Conséquences générales des croisades.

Après avoir raconté les expéditions des Latins dans la Palestine et à Constantinople, je ne puis quitter ce sujet sans considérer quelle fut l’influence des croisades dans les pays qui en furent les théâtres[63]. L’impression que les Francs avaient faite dans les royaumes mahométans d’Égypte et de Syrie, s’effaça dès qu’ils en disparurent, quoiqu’on n’en perdît pas le souvenir.
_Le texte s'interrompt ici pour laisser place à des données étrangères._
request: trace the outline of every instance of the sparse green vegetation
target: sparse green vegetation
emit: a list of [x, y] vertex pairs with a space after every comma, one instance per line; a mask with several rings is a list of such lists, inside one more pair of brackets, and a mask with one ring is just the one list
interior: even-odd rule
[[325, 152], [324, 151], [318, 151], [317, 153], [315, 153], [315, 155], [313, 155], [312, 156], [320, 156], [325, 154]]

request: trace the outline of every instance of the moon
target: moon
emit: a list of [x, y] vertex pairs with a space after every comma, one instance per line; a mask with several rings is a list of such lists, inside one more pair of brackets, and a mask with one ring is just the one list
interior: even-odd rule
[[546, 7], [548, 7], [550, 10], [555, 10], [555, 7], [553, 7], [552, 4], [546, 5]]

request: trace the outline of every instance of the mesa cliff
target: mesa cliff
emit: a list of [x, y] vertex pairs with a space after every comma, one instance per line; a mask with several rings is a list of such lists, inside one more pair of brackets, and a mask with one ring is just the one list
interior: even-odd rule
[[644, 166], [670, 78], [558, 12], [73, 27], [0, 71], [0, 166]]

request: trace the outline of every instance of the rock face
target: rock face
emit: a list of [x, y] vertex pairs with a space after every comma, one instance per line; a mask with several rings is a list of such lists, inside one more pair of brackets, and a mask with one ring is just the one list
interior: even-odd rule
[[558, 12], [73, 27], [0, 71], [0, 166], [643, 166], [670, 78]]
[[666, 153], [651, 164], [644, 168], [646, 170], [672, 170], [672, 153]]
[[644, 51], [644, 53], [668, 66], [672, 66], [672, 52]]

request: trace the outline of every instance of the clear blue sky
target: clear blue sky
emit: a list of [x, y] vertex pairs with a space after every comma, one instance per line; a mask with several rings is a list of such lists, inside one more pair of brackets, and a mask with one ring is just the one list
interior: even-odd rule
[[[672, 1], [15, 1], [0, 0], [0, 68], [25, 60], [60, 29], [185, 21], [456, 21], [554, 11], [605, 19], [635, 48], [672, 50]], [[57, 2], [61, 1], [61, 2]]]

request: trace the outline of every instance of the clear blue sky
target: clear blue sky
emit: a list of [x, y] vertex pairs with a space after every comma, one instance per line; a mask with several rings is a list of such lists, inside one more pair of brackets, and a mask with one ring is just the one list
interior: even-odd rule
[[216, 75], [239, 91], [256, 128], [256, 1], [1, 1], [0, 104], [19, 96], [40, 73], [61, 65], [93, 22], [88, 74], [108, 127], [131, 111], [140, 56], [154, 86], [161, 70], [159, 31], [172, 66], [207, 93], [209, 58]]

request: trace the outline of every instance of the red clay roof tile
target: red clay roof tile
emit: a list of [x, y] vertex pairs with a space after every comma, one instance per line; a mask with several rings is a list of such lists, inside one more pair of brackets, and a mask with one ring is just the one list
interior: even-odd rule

Les fidèles disciples de Mahomet n’éprouvèrent jamais le profane désir d’étudier les lois ou le langage des idolâtres ; et leurs rapports, soit d’alliance ou d’inimitié avec les étrangers de l’Occident, n’apportèrent pas la moindre altération à la simplicité primitive de leurs mœurs. Les Grecs, qui se croyaient fiers parce qu’ils étaient vains, se montrèrent un peu moins inflexibles. Dans les efforts qu’ils firent pour recouvrer leur empire, ils s’attachèrent à égaler la valeur, la discipline et la tactique de leurs adversaires, ils pouvaient à juste titre mépriser la littérature moderne de l’Occident ; mais l’esprit de liberté qui y régnait leur révéla une partie des droits communs à tous les hommes, et ils adoptèrent quelques-unes des institutions publiques et privées des Français. La correspondance de Constantinople avec l’Italie répandit l’usage de l’idiome latin, et l’on fit ensuite à quelques-uns des pères et des auteurs classiques l’honneur de les traduire en grec[64]. Mais la persécution enflamma le zèle religieux et les préjugés nationaux des chrétiens de l’Orient ; et le règne des Latins confirma la séparation des deux Églises.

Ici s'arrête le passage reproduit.